The Ontario Superior Court ruled that his psychological injuries should not have been combined with his physical injuries in the assessment of whether he met the 55% threshold for a whole person catastrophic impairment.
But in a unanimous decision by a three-judge panel, the Appeal Court decided Kusnierz in a manner consistent with the Ontario Superior Court’s decision in Desbiens v. Mordini. In Kusnierz, the Appeal Court quoted extensively from Desbiens in support of its finding that psychological impairments can be combined with physical impairments in determining catastrophic injuries under the SABs.
“While Bill 59 allows only those who have suffered a catastrophic impairment to recover health care expenses in my view, the text of the Regulation itself indicates that the drafters clearly intended the definition of ‘catastrophic impairment’ to be inclusive rather than restrictive,” the Appeal Court wrote, quoting from Desbiens. “Firstly, as has been noted, the definition of ‘impairment’ as meaning ‘a loss or abnormality of a psychological, physiological or anatomical structure or function’ is extremely broad. Indeed it is difficult to conceive of a more inclusive definition.”
The Appeal Court went onto note the relevant section of SABS, clause 2(1.1)(f), which says: “an impairment or combination of impairments that, in accordance with the American Medical Association’s Guides to the Evaluation of Permanent Impairment, 4th edition, 1993, results in 55 per cent or more impairment of the whole person.”

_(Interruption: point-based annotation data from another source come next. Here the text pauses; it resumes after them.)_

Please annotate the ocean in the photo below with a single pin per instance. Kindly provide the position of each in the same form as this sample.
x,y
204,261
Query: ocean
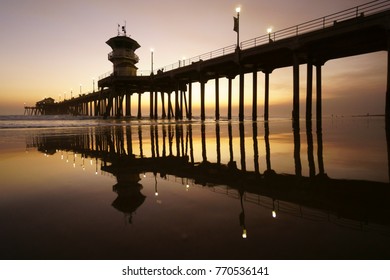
x,y
88,188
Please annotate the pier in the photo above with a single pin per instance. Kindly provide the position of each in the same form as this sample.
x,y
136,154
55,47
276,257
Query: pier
x,y
360,30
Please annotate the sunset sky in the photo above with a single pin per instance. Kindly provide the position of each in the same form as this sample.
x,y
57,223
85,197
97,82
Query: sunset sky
x,y
50,48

The phrase “combination of impairments” does not rule out the possibility that psychological impairments might be among those to be combined, the Appeal Court found. The trial judge had found that because the terminology “psychological impairments” was absent from this section, they weren’t intended to be among the impairments to be combined.
“The trial judge noted that the SABS legislator could have, but did not, expressly provide for the combination of physical and psychiatric injuries,” the Appeal Court found. “With respect, the opposite is also true. The legislator could have, but did not, expressly forbid the combination of physical and psychiatric injuries.
“Without qualification either way, the plain language of cl. 2(1.1)(f) seems to suggest that combination of both kinds of impairment is possible.”